First, situational interpretations of a neoconservative origin play a part. According to this interpretation, the moralizing view of the most recent past occludes the view of the thousand-year history before 1933. A repressed memory of this national history, which came about under "thought prohibition," cannot lead to a positive self-image. Without collective identity, the forces of social integration would weaken. The lamented "loss of history" is even supposed to contribute to weakening the legitimation of the political system and to endanger the domestic peace and the accountability of foreign policy. This is supposed to be the reason for the compensatory endowing of higher meaning, with which history is to serve those people who have been uprooted by modernization. The attempt to grasp self-identity through national history demands that the negative image of the Nazi period be relativized; for this purpose it is no longer sufficient to bracket out the period. It has to be leveled out in its onerous meaning.

Second, behind a trivializing revisionism there is a deeper motive, completely independent of a functionalist attempt à la Stürmer. About this, since I am no social psychologist, I can only offer speculations. Edith Jacobson once penetratingly formulated the psychological insight that the developing child must gradually learn to attach the experiences with the loving and nurturing mother to the experiences that come from dealing with the mother who rejects and says no. Obviously it is a long and painful process in which we learn to put together the originally competing images of good and bad parents to complex images of the same person. [ . . . ] Thus it is by no means the morally insensitive who felt themselves pressured to remove from the collective destiny in which their next of kin were involved the blemish of extraordinary moral mortgages.

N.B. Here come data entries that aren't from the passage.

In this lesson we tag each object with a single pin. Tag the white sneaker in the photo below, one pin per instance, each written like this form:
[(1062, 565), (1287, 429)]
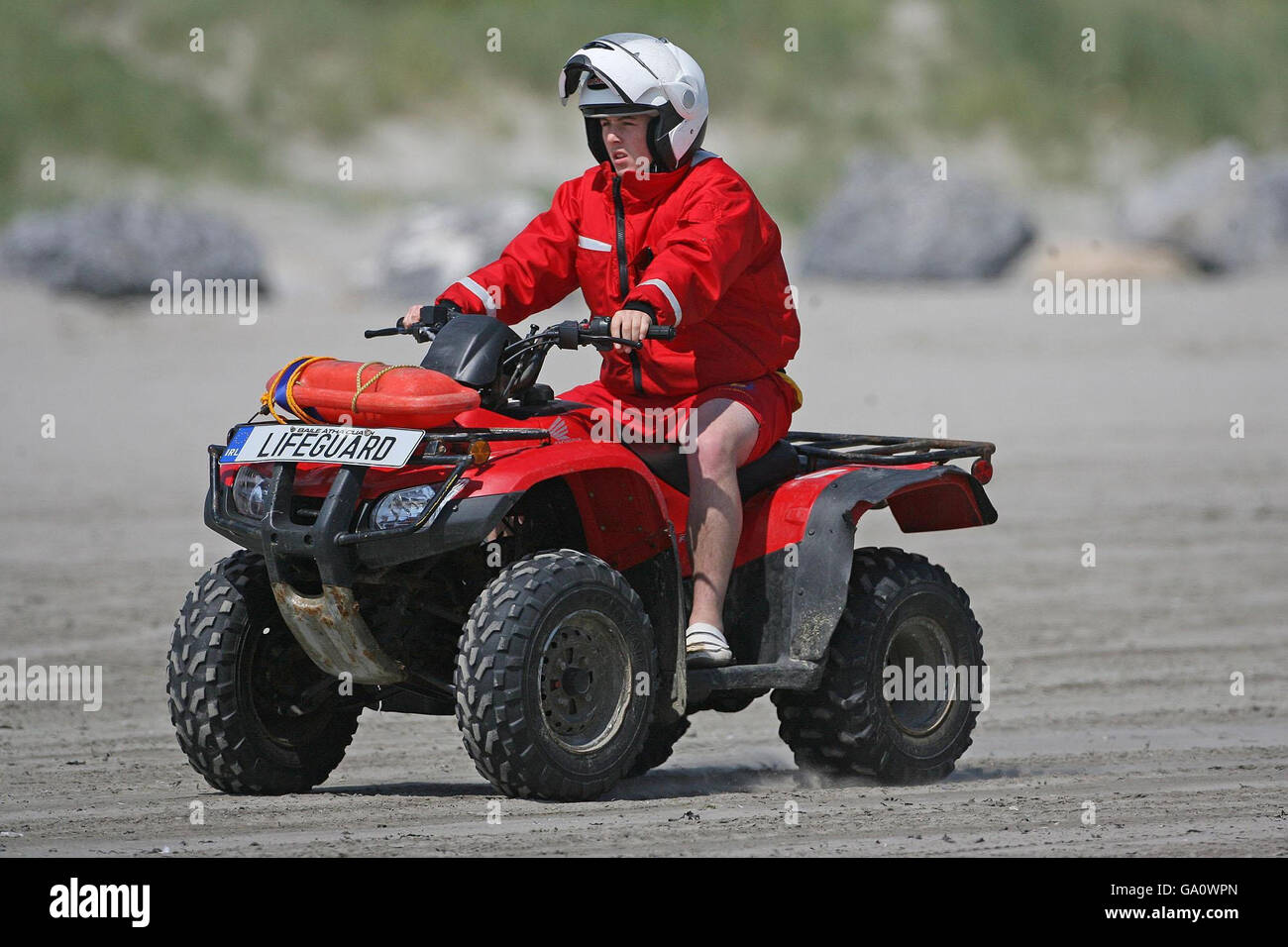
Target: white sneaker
[(704, 646)]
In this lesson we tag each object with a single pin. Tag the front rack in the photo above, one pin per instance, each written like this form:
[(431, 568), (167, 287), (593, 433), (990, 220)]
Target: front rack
[(828, 450)]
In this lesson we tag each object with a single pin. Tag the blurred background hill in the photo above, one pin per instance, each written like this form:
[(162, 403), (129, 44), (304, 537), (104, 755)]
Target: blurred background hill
[(411, 90)]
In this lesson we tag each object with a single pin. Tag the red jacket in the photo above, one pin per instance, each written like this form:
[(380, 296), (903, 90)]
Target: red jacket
[(692, 247)]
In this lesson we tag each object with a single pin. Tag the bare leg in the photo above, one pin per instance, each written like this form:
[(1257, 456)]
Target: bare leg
[(725, 434)]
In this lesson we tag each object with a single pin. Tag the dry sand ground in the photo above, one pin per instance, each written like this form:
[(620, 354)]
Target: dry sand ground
[(1111, 684)]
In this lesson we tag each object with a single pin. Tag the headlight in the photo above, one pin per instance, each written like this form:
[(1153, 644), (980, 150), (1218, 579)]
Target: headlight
[(407, 505), (250, 489), (402, 505)]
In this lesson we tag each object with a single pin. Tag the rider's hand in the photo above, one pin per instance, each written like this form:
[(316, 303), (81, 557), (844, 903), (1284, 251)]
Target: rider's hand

The third motive lies on yet a different plane. It is the battle to reclaim encumbered traditions. Those who were born later, with their knowledge of the course of history, must confront the ambivalences that present themselves. When the view to appropriating these traditions is directed toward these ambivalences, then even the exemplary cannot be free of the retroactive power of a corrupted history. After 1945 we read Carl Schmidt, Heidegger, and Hans Freyer, even Ernst Jünger, differently than before 1933. For many people this is not easy to bear, particularly for my generation, which – after the war – stood under the intellectual influence of towering figures of this kind. That may, by the way, explain the rehabilitation efforts—not only in the Frankfurter Allgemeine Zeitung – urgently directed toward the neoconservative heritage.